Nina didn’t say anything, stared at the picture on the wall, an odd print of a nineteenth-century bathing pavilion with nineteenth-century ladies in funny old bathing suits, and nineteenth-century gents in equally quaint swimming apparel. The secretary wasn’t in. Not on Saturdays. Her desk was piled with the morning’s charts. Nina’s was in there among them.
A short en-suite corridor led past the copy and fax room to the doctor’s office. Gilbert heard the door open and a Filipino woman say in a thick Tagalog accent, “Thank you, doctor.” A moment later, the Filipino woman bustled out with a prescription in her hand.
Then Dr. MacPherson appeared. He walked to his secretary’s desk, picked up Nina’s file, and flipped through it. He was tall, over six feet, walked in a slouched manner, was about fifty-five, wore Hush Puppies, a white labcoat, and, because it was Saturday, a pair of blue jeans.

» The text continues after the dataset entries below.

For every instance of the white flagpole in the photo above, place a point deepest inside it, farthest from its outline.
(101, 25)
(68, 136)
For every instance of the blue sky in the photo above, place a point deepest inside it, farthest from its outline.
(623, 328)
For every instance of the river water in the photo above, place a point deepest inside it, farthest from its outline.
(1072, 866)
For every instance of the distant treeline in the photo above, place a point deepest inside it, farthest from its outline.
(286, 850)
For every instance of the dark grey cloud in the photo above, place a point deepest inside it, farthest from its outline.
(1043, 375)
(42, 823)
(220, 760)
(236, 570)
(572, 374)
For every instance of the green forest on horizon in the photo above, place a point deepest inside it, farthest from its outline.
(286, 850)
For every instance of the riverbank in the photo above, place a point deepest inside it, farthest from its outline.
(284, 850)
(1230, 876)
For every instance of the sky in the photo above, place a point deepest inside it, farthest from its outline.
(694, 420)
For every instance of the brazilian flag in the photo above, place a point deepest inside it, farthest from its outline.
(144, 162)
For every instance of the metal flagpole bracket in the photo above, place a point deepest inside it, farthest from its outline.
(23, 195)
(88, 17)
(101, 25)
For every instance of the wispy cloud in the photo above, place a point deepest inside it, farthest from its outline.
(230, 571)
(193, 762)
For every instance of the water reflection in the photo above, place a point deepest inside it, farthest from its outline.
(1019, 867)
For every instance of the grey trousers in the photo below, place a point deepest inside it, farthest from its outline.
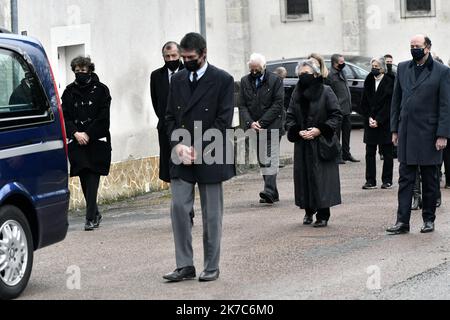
(269, 161)
(211, 198)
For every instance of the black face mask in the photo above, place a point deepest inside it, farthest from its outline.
(306, 80)
(192, 65)
(173, 65)
(256, 75)
(342, 66)
(83, 78)
(376, 72)
(418, 54)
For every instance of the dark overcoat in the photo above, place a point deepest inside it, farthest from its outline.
(87, 109)
(377, 105)
(317, 182)
(159, 91)
(212, 106)
(420, 112)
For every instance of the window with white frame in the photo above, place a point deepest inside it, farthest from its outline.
(296, 10)
(418, 8)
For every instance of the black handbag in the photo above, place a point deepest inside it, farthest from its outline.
(329, 149)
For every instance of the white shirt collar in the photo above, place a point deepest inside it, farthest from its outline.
(169, 72)
(200, 72)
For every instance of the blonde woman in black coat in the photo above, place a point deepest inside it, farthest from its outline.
(86, 105)
(376, 108)
(313, 117)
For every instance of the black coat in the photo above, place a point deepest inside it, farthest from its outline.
(420, 112)
(377, 105)
(317, 182)
(87, 109)
(339, 83)
(159, 90)
(265, 104)
(212, 104)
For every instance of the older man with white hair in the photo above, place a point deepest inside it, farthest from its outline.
(261, 108)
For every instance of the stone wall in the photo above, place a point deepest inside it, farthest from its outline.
(126, 179)
(5, 14)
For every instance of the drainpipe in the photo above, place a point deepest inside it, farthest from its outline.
(202, 14)
(14, 17)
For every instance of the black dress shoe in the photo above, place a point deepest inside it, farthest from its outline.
(267, 197)
(89, 226)
(428, 227)
(369, 186)
(351, 159)
(187, 273)
(321, 224)
(399, 228)
(307, 220)
(262, 201)
(209, 275)
(97, 221)
(439, 203)
(386, 186)
(416, 203)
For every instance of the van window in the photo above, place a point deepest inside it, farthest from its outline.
(22, 100)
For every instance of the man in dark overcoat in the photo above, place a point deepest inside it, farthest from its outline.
(201, 100)
(420, 123)
(159, 87)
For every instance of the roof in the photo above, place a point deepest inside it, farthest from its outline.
(11, 37)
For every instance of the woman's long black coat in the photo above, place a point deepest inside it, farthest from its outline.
(377, 105)
(87, 109)
(317, 183)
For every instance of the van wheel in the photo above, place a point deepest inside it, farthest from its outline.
(16, 252)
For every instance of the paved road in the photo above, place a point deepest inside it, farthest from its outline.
(267, 253)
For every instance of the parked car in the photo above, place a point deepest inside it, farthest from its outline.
(34, 194)
(357, 70)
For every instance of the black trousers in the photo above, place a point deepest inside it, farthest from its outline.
(346, 129)
(447, 164)
(269, 160)
(89, 183)
(322, 214)
(430, 189)
(417, 191)
(371, 163)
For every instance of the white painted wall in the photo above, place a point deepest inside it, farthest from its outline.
(394, 33)
(5, 14)
(124, 39)
(276, 39)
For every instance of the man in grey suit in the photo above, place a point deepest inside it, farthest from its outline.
(420, 123)
(339, 84)
(201, 97)
(261, 100)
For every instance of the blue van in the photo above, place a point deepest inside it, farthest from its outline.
(34, 194)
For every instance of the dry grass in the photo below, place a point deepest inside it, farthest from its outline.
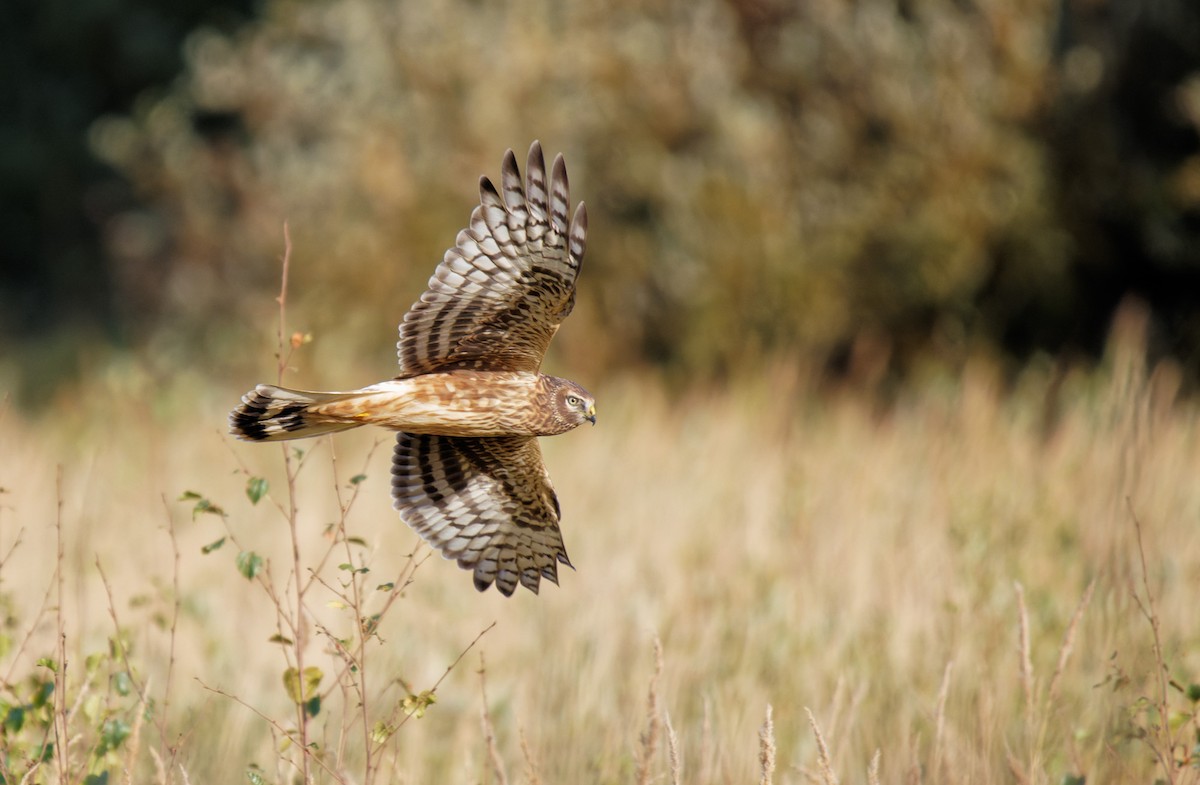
(789, 549)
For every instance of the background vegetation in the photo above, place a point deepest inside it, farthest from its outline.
(888, 306)
(922, 178)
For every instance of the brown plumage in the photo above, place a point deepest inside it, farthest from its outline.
(469, 400)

He came out past the glass partition into the waiting room, peered at them from over the rims of his glasses, and beckoned them with his finger.
“Nina,” he said.
They got up. The doctor walked back to his office, shuffling like an extra from Night of the Living Dead. Gilbert and Nina followed.
“Have a seat,” said Dr. MacPherson, in a bored and detached manner. They sat. The doctor took his own chair, slouched in it, put his elbows on his desk, and gazed at them as if he had no idea who they were. “What can I do for you?” he asked.
“Well…we…” Gilbert looked out the window where he saw Toronto Transit bus barns across the street. The morning was sunny and hot, such a contrast from the way he felt inside. “We think Nina might have HIV.”
“HIV?” said Dr. MacPherson, whacking the last letter, now waking up. “You think, or you know?”
Gilbert’s heart beat faster. For some reason he couldn’t look the doctor in the eye, as if Nina getting HIV was his own personal failing. He stared instead at the antique wind-up piggy bank, a teddy bear that snatched a penny from a honey pot and put it in a tree stump, something the doctor entertained kid patients with.
“The evidence is fairly strong,” said Gilbert. “The timing might be called into question. But we’re worried enough to think Nina should be tested.”